Pachauri gets PM support

The Tribune , Saturday, February 06, 2010
Correspondent :
New Delhi, February 5

Prime Minister Manmohan Singh today backed UN Inter-Governmental Panel on Climate Change (IPCC) chief Rajendra Kumar Pachauri, expressing full confidence in the IPCC assessment process.

Lending support to the beleaguered UN climate change panel and its chief, Manmohan Singh said one error in the IPCC’s 2007AR4 report did not change the science of global warming or the facts regarding harmful impact of greenhouse gases on the planet.

“Some aspects of the science that is reflected in the work of the IPCC have faced criticism. But this debate does not challenge the core projections of the IPCC about the impact of greenhouse gas accumulations on temperature, rainfall and sea level rise. Let me here assert that India has full confidence in the IPCC process and its leadership and will support it in every way that it can,” he said at an international summit on sustainable development - “Delhi Sustainable Development Summit” -organised by Pachauri-led TERI.

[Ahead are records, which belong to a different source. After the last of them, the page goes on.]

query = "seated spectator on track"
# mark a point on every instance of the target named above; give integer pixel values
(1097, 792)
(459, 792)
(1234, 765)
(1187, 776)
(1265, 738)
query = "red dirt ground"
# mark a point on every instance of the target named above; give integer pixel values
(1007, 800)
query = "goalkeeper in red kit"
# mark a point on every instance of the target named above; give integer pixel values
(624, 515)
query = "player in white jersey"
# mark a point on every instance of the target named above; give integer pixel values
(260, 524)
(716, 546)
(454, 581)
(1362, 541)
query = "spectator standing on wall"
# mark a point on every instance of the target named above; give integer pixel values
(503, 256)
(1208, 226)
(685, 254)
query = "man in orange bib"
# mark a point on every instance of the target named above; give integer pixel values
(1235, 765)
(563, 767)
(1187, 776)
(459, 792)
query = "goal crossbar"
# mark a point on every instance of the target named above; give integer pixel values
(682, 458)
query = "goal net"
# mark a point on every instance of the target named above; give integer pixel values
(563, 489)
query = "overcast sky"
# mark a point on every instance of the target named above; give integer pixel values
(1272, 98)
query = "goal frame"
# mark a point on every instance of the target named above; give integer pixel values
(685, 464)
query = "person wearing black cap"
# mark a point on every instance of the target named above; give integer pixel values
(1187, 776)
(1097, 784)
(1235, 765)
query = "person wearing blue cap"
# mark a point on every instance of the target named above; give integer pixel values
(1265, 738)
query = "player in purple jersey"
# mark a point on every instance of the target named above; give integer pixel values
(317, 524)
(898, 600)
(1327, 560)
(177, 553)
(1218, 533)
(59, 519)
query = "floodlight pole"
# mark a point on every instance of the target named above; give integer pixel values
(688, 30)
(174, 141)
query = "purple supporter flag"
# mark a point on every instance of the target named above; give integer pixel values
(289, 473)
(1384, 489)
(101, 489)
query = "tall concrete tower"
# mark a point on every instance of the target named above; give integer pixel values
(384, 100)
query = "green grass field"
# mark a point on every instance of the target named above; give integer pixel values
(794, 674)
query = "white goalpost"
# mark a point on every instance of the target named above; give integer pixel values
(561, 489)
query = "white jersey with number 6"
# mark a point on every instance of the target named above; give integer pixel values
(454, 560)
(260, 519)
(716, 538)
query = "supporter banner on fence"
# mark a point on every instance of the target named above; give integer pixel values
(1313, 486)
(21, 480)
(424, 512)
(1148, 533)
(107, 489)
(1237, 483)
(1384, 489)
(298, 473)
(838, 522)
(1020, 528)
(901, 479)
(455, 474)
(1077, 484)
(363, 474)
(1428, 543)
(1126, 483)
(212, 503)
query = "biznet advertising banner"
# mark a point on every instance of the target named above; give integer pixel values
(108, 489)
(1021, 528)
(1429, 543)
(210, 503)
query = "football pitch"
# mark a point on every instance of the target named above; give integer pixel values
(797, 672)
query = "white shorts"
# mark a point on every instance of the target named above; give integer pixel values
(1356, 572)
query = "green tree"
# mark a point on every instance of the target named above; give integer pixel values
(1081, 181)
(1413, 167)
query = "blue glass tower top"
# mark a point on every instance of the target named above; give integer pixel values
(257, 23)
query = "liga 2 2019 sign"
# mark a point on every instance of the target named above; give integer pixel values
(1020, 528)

In support of Pachauri, under attack for IPCC’s goof up on melting of Himalayan glaciers, Manmohan Singh said he had earned well deserved respect and international acclaim for his contribution in meeting challenges of climate change.

The IPCC, particularly Pachauri, has been under fire since revelations last month that the AR4 had mistakenly predicted Himalayan glaciers could disappear by 2035 as a result of global warming.

The controversy gave a new lease of life to climate skeptics, who have not just been questioning the process by which the Nobel Prize winning UN body publishes data but also the climate change science. The Himalayan blunder was followed by some more revelations, including those on Amazon forests and mountain ice, which were rejected by the IPCC.

Meanwhile, regretting absence of global consensus on climate issues, the Prime Minister asked industrialised countries to respond with bolder initiatives to contain their future emissions. He also asked the developed nations to recognise “more clearly” their historical role in the accumulation of green house gases.